When doing so it’s sometimes easy to forget that not everything is equally important to mention. Thinking otherwise usually creates a mess for the readers because it’s easy for anyone to get lost within all the data, and it becomes unclear as to what are the takeaways. So as a rule of thumb, it’s usually better to pick a few key trends and emphasize them, for example, within an executive summary, or a dedicated webinar.
In order to create meaningful knowledge and actionable insights, just counting vulnerabilities and identifying growing trends was not enough. Bringing context to these disclosures is important because otherwise we won’t be able to provide a deep understanding of the risks these vulnerabilities pose to ICS networks.
One good example was the realization that addressing vulnerabilities only by CVSS scoring would not be good enough. The CVSS scoring model was created with IT networks in mind and not OT, where priorities are different (e.g. data integrity is not as important in OT as availability or safety). For that reason, we broke the CVSS scores into their different components and added Common Weakness and Enumeration (CWE) information, knowing the ramifications of exploits leading to denial of service attacks, or remote code execution, are more important than others and should be emphasized regardless of their criticality score.
As we said earlier, just counting and sorting vulnerabilities by type and severity isn’t enough. What use is such information if it’s not complemented with actionable advice around mitigations or patching information. This is the type of information that’s crucial to a security operations center analyst, or OT operator when strategizing around acceptable downtime and system updates.
We keep using the word mitigation separately from remediation, and with good reason. It became evidently clear from the data and from what we know in the industry that software patches and firmware updates aren’t always immediately applied. Patches must be regression tested to understand whether there are any compatibility issues with existing applications; we don’t want a patch breaking a smoothly running process!
Firmware updates are another challenge. These take longer to develop, and once they’re available, are not trivial to implement across sites, many of which may be in different geographies, or in difficult-to-reach places.
Clearly, updates within OT environments are a much different beast than in IT networks. More often than not, operators resort to a mitigation of sorts as a stopgap until an update window works enterprise-wide, or until a patch or firmware update is made available by an affected vendor. Sometimes, this aspect of vulnerability management is also hindered by incomplete information provided in a vendor advisory or from a CERT. This is the true value of our data exercise: showing you what successes your peers are having with mitigations, and how you can apply them in your environments.
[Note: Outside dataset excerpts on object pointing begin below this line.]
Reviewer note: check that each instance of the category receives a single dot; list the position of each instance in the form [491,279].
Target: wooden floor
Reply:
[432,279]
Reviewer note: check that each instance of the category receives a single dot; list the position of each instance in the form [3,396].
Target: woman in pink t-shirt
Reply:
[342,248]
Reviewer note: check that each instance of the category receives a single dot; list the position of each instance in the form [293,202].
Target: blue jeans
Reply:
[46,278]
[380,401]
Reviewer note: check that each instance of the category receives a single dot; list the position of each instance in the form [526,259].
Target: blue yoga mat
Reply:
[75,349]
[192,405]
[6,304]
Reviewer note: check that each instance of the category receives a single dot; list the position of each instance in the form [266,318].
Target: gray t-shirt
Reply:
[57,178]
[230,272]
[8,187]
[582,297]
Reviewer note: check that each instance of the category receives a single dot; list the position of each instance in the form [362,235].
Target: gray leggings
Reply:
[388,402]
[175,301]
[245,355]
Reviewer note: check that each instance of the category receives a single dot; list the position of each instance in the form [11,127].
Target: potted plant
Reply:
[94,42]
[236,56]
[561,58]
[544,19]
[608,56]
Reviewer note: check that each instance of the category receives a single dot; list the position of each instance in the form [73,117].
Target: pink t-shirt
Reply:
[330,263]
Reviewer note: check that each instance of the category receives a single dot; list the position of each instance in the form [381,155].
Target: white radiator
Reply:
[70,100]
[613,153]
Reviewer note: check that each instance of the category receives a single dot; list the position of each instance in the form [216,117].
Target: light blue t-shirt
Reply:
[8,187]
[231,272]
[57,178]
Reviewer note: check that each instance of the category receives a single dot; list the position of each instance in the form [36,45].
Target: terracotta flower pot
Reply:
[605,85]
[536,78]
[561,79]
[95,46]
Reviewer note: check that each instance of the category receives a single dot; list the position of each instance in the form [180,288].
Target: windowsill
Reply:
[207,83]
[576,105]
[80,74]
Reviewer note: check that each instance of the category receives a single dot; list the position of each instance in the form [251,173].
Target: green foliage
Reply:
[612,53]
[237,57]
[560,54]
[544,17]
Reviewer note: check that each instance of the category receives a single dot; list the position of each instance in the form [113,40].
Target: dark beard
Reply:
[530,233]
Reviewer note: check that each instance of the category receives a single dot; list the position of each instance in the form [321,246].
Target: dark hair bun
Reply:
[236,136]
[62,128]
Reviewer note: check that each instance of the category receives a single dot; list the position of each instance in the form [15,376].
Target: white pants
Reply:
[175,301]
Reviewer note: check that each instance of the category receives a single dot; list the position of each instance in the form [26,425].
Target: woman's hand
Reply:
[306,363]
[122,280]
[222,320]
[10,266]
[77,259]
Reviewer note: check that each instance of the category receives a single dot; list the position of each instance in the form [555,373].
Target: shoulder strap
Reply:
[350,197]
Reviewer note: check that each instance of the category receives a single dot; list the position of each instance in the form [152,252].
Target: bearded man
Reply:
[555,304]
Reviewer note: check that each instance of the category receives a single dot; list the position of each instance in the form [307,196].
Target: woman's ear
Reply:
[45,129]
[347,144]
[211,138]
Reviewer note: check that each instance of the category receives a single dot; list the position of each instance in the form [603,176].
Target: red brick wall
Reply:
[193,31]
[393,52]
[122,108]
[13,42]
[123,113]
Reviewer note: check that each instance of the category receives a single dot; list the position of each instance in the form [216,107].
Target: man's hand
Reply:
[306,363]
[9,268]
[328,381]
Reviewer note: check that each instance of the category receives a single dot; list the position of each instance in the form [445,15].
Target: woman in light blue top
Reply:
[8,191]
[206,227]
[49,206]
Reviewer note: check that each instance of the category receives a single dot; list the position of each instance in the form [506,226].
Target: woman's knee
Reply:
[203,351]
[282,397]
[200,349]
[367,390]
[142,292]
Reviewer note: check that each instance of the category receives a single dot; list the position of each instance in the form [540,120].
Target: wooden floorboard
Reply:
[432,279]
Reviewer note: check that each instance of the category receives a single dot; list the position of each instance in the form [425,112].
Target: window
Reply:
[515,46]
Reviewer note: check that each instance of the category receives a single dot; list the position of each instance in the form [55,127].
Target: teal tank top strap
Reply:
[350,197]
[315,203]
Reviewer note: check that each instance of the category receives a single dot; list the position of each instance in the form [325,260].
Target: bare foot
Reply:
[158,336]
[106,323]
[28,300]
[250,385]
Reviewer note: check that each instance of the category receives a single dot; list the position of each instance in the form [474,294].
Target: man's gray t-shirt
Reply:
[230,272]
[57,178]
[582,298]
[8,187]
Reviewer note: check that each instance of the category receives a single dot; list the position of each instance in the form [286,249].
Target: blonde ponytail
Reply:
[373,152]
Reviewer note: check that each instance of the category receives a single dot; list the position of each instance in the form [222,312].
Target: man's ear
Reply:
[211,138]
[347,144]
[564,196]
We understand that not everyone reading our report is a technical person behind a keyboard or with their eyes on an HMI all day. The biannual report provides an important mix of technical and strategic insight that shape not only day-to-day operational decisions but also long term strategic ones. It’s an honor to put this report together, and exciting to see new trends emerge, and to confirm that older ones still have some validity. Team82’s mission is to make the industrial, healthcare, and commercial sectors safer by improving the security, availability, and reliability of systems in critical industries. The biannual report is just one of our contributions, but it’s an important one, and we hope you keep reading.